# Experimenting with LlaMA2 for deliberAIde

## Download the Model via Hugging Face API

The following code takes advantage of Hugging Face API and Google Colab's free-tier GPU. With this tier, we are able to use Llama 2 7B version. Higher versions (i.e. more parameters) requires additional VRAM, and a higher (no longer free) tier.

First, install necessary packages and log in using hugging face.

In [None]:
!pip install huggingface_hub
!pip install -q transformers einops accelerate langchain bitsandbytes

in command line, use `huggingface-cli login` to authenticate with Hugging Face API key.

After that, you can run code below to download the model. 

In [None]:
from langchain import HuggingFacePipeline
from transformers import AutoTokenizer
import transformers
import torch

model = "meta-llama/Llama-2-7b-chat-hf"

tokenizer = AutoTokenizer.from_pretrained(model)

pipeline = transformers.pipeline(
    "text-generation", 
    model=model,
    tokenizer=tokenizer,
    torch_dtype=torch.bfloat16,
    trust_remote_code=True,
    device_map="auto",
    max_length=1000,
    eos_token_id=tokenizer.eos_token_id
)

In [None]:
llm = HuggingFacePipeline(pipeline = pipeline, model_kwargs = {'temperature':0})

## Prompt-Template

Here is a simple prompt template.
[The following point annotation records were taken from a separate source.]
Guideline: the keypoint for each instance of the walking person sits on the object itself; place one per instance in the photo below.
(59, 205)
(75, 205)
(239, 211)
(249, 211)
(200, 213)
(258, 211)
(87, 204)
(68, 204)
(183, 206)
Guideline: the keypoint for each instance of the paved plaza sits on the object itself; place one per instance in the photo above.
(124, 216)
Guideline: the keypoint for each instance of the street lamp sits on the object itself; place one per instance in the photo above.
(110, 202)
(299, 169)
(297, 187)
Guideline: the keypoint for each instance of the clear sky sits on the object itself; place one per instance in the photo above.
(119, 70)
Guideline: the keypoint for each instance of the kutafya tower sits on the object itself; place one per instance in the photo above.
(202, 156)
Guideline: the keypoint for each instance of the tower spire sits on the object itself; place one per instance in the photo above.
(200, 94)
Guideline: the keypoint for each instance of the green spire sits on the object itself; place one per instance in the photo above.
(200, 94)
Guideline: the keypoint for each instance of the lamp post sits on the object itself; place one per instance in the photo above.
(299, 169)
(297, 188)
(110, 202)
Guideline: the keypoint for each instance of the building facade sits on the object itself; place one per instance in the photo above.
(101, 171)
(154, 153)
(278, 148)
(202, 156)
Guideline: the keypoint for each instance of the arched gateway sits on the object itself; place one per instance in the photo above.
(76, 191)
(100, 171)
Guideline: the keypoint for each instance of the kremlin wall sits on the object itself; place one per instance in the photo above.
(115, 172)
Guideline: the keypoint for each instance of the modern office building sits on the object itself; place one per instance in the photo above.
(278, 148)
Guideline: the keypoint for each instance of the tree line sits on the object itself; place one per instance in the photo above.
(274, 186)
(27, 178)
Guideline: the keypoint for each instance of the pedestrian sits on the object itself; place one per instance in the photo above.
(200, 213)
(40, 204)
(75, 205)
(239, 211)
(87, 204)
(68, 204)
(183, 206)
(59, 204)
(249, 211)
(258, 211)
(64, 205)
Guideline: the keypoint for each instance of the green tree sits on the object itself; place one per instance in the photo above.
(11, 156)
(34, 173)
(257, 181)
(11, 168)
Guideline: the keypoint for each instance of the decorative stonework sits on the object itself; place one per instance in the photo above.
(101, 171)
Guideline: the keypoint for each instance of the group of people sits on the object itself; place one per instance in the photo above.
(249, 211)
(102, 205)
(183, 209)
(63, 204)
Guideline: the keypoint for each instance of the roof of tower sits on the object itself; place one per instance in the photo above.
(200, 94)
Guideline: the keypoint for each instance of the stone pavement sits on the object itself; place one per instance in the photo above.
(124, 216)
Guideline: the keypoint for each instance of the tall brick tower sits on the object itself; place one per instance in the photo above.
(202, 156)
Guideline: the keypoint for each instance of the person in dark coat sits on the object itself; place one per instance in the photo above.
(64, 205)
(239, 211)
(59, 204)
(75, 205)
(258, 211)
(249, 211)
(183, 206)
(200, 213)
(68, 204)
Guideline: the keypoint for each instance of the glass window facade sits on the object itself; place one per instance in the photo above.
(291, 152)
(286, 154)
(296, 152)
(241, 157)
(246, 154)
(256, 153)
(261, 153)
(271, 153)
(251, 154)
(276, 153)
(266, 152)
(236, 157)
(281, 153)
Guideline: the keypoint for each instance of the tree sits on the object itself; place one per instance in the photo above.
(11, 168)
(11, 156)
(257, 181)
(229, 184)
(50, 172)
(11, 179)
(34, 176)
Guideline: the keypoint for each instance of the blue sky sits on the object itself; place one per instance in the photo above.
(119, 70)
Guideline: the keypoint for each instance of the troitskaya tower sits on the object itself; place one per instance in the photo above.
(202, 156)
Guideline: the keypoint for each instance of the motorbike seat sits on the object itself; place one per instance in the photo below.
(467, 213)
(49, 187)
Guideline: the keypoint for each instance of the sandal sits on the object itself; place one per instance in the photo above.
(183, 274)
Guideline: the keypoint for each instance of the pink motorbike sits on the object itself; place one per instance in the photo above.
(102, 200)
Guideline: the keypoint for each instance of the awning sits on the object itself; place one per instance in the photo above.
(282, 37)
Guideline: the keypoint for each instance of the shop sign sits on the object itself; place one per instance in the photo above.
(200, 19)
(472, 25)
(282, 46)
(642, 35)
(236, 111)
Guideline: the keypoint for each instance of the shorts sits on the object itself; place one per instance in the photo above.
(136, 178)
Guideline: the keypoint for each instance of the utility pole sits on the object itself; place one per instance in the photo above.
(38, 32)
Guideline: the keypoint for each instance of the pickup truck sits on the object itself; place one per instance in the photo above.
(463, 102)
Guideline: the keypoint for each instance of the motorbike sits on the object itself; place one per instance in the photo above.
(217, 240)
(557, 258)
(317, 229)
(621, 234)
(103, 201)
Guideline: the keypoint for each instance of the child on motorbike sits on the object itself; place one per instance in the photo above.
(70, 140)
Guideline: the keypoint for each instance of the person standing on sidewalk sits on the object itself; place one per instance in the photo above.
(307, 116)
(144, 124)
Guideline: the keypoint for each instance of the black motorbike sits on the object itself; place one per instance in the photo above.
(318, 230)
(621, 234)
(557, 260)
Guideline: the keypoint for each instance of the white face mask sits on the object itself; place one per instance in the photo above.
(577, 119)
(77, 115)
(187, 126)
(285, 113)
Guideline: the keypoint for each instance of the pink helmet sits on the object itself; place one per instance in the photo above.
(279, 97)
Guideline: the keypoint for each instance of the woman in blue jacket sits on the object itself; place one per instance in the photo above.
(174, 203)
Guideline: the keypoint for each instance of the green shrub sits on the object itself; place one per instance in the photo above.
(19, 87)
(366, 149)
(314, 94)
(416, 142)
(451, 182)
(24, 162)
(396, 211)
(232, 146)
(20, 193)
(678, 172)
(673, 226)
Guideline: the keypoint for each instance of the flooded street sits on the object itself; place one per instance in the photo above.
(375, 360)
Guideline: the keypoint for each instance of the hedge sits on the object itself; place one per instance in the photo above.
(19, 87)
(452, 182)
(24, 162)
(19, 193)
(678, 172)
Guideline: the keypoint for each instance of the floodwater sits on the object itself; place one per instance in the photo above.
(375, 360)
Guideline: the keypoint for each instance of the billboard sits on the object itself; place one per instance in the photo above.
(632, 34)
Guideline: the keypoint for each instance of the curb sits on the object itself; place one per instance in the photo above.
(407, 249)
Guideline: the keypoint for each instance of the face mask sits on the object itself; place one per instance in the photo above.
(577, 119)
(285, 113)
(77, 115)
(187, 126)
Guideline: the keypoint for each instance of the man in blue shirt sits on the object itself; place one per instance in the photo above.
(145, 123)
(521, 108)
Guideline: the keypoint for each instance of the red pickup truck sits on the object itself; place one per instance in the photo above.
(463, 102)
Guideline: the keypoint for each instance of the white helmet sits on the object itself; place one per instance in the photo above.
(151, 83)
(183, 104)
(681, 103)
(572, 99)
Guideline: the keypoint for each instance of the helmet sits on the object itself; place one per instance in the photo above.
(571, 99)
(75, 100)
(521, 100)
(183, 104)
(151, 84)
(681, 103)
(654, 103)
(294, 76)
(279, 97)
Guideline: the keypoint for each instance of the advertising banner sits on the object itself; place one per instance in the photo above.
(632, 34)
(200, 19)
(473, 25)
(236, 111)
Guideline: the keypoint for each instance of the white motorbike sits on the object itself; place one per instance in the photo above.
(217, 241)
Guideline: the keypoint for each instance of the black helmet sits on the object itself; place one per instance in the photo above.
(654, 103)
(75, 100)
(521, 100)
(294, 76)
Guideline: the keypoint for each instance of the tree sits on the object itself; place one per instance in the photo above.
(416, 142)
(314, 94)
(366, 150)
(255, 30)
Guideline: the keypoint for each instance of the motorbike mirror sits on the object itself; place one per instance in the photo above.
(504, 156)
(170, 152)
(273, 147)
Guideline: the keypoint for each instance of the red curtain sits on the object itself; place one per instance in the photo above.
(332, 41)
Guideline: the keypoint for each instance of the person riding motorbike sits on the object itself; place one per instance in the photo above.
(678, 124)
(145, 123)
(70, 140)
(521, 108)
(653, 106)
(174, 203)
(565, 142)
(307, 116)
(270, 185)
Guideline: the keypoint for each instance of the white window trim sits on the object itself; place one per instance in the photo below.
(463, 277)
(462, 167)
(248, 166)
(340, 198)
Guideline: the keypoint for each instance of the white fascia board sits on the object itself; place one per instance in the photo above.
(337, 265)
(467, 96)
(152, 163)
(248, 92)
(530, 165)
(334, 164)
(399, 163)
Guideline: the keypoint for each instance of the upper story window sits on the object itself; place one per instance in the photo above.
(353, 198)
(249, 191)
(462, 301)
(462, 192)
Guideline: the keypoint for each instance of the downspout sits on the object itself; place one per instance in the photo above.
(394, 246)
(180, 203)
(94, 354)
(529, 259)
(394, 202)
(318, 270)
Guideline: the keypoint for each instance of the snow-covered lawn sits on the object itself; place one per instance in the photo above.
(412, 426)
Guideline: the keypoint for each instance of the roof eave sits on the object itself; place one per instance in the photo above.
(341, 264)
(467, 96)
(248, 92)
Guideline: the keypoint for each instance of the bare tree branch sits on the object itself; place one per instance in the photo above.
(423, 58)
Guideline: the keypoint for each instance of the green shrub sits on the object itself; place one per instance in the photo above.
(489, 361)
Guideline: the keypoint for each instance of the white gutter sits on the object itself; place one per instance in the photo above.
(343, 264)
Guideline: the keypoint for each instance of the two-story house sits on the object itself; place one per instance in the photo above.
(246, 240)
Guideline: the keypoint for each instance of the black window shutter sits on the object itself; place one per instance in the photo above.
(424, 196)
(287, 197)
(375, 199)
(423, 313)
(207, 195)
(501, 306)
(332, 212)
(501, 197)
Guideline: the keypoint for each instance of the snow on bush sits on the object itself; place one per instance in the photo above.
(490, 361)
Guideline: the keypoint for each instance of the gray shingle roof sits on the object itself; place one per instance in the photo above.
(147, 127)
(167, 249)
I have included the specific template just for topics for now. We can extend this to the other prompts. 

In [None]:
from langchain import PromptTemplate,  LLMChain

template = """
            You are an assistant for group discussions, specializing in keeping track of and documenting the discussion,/
            that is, the topics discussed, the viewpoints/positions on each topic, and the arguments/explanations given in support of each viewpoint./
            List the topics in an array according to the following example: [[" ", "topic1"],[" ","topic2"]]
            Identify the one or several main topics discussed in the discussion transcript, delimited with triple backticks. If there are multiple identified topics, but they all center around the same main topic, only record the main topic. Don't record sub-topics.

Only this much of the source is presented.